Effects of elevated nitrogen application on nitrogen partitioning, plant growth, grain quality and key genes involved in glutamate biosynthesis among three rice genotypes

• Autores: Jun Wang, Yi-peng Lu, Jie Wang, Rui-xin Xu, Jun Li, Wei Hu, Ya-jun Xiong, Yun-bo Zhang, Xiao-yan Wang, Xiao-hai Tian
• Localización: Agricultura técnica, ISSN-e 0718-5839, ISSN 0365-2807, Vol. 78, Nº. 2, 2018, págs. 152-164
• Idioma: inglés
• Enlaces
  • Texto completo
• Resumen

  • ABSTRACT The N absorption and assimilation is critical for the rice (Oryza sativa L.) yield increase when overdose N was applied in rice production. Three different rice genotypes, 'Quanliangyou 1' (Q1), 'Quanliangyou 681' (Q681) and 'Huanghuazhan' (HHZ), were selected to investígate the effects of elevated N input on the N partitioning, plant growth, grain quality and key genes involved in glutamate biosynthesis. Under increasing N inputs (0, 120, 180, 250 kg ha-1), N content in leaf, culm, seed and root were increased significantly. The increased N was preferentially deposited in leaf and culm.

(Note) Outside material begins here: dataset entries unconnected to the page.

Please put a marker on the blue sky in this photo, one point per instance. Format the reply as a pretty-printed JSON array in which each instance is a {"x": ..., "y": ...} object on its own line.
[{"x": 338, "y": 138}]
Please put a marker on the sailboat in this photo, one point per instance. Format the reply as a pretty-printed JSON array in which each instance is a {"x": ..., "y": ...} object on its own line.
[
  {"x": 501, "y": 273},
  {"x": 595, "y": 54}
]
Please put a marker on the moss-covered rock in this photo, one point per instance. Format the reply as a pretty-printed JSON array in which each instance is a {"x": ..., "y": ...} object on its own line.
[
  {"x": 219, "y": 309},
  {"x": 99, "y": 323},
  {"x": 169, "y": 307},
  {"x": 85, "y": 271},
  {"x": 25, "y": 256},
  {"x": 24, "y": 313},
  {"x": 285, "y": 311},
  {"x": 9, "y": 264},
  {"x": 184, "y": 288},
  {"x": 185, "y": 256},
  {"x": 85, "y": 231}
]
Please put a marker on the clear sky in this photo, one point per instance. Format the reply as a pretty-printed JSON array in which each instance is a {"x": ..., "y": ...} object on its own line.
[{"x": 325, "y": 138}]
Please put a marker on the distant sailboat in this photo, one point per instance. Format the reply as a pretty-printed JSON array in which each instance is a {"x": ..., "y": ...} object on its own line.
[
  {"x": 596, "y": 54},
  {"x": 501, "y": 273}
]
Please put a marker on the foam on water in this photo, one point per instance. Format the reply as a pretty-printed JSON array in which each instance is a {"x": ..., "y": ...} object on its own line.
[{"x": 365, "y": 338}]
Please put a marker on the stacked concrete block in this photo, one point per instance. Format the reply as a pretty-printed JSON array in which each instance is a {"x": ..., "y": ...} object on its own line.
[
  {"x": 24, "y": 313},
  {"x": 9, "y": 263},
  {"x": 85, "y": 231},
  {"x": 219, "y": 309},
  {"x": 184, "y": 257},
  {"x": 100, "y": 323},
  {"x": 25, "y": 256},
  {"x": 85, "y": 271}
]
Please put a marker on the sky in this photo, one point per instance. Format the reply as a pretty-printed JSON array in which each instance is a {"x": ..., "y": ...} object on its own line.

Tiller number, panicle number and length were also proved to be significantly promoted, but plant height and 1000-grain weight were nonsignificantly affected under elevated N input. Under high N input, seed protein content was elevated, while fatty acid and amylose content remained unchanged in comparison to low N input, but amylopectin content decreased. For the key genes in N assimilation, glutamine synthetase (OsGS1;1) could be induced by increasing N input (0 to 180 kg ha-1) but higher N input (250 kg ha-1) inhibit its expression, which showed similar response pattern with the glutamine synthetase activity. Although different rice genotypes showed similar response pattern to elevated N input, each genotype varied a lot in certain phenotypic indexes. And the response pattern of all these phenotypic characteristics to elevated N input was independent of rice genotype. These findings suggest that elevated N input could promote rice growth, reallocate N content in different tissues, and have negative impact on grain quality. This study provided physiological and molecular foundation for rice breeding and cultivation under high N input.